Defendants with pending cases on or after June 8, 2011 should be able to “opt in” to applicable provisions of HB 463.
446.110 Offenses committed and rights accruing prior to repeal of law.
No new law shall be construed to repeal a former law as to any offense committed against a former law, nor as to any act done, or penalty, forfeiture or punishment incurred, or any right accrued or claim arising under the former law, or in any way whatever to affect any such offense or act so committed or done, or any penalty, forfeiture or punishment so incurred, or any right accrued or claim arising before the new law takes effect, except that the proceedings thereafter had shall conform, so far as practicable, to the laws in force at the time of such proceedings.
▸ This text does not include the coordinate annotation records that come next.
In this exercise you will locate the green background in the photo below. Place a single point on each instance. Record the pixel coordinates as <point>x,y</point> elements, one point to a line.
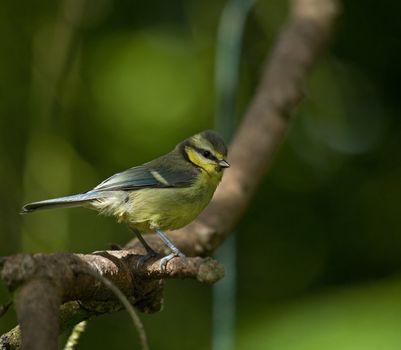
<point>89,91</point>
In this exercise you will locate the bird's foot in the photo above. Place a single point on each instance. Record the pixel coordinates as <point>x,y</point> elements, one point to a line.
<point>167,258</point>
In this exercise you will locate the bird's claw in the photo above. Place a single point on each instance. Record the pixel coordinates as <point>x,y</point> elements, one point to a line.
<point>167,258</point>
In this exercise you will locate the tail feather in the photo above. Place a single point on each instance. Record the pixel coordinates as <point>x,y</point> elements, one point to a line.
<point>75,200</point>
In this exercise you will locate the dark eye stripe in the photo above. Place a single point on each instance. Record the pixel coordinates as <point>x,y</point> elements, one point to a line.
<point>206,153</point>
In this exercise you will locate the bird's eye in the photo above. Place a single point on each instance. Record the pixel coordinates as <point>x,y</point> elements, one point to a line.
<point>206,153</point>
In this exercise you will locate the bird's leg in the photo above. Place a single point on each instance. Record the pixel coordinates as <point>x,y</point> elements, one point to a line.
<point>150,253</point>
<point>173,248</point>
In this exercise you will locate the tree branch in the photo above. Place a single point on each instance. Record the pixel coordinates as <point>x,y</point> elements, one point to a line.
<point>61,277</point>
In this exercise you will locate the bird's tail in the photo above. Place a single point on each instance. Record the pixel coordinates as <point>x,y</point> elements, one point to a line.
<point>75,200</point>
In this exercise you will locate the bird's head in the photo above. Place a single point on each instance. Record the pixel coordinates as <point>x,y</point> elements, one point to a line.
<point>206,150</point>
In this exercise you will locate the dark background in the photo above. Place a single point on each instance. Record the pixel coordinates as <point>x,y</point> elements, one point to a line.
<point>89,91</point>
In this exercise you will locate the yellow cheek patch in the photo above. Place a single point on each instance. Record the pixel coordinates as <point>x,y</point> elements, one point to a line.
<point>195,158</point>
If any penalty, forfeiture or punishment is mitigated by any provision of the new law, such provision may, by the consent of the party affected, be applied to any judgment pronounced after the new law takes effect.
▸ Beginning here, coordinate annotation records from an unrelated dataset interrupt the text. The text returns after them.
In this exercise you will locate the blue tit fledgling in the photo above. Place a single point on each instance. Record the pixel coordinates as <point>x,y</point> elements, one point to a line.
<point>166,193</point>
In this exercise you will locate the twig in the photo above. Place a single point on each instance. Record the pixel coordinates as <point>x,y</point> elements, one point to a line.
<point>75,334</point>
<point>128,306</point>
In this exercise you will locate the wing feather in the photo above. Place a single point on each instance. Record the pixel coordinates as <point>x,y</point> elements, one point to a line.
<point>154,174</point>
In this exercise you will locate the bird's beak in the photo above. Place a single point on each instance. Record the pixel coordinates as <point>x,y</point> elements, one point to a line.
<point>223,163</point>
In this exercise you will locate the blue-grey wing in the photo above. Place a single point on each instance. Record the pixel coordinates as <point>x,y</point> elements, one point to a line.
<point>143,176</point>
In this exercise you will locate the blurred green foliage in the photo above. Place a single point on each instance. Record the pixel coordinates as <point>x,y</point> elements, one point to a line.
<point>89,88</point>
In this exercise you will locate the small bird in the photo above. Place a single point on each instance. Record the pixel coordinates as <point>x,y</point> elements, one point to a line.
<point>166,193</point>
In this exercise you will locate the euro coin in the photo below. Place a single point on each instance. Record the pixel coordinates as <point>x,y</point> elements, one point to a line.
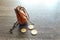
<point>30,27</point>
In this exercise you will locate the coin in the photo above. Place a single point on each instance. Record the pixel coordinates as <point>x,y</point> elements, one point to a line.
<point>30,27</point>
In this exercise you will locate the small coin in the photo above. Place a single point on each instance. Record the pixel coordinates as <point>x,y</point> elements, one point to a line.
<point>34,32</point>
<point>31,27</point>
<point>23,30</point>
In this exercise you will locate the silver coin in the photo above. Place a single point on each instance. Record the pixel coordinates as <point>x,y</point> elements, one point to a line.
<point>30,27</point>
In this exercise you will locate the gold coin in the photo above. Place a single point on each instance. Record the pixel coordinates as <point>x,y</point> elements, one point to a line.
<point>31,27</point>
<point>34,32</point>
<point>23,30</point>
Two requirements must be met for a defendant to be entitled to have the new law applied to him:
1. Prior penalties under the law have to be “clearly mitigated” by the new law, and
2. The defendant has to give unqualified consent to having the new law applied to his case.
Commonwealth v. Phon, 17 S.W.3d 106 (Ky. 2000); Rogers v. Commonwealth, 285 S.W.3d 740 (Ky. 2009)
Formal written motions should be filed to ensure the benefits of the new legislation or to preserve any issue relating to applicability of the new law. The motion should explain why the new provision is “clearly mitigating” and express the unqualified consent of the defendant to the application of the new provision.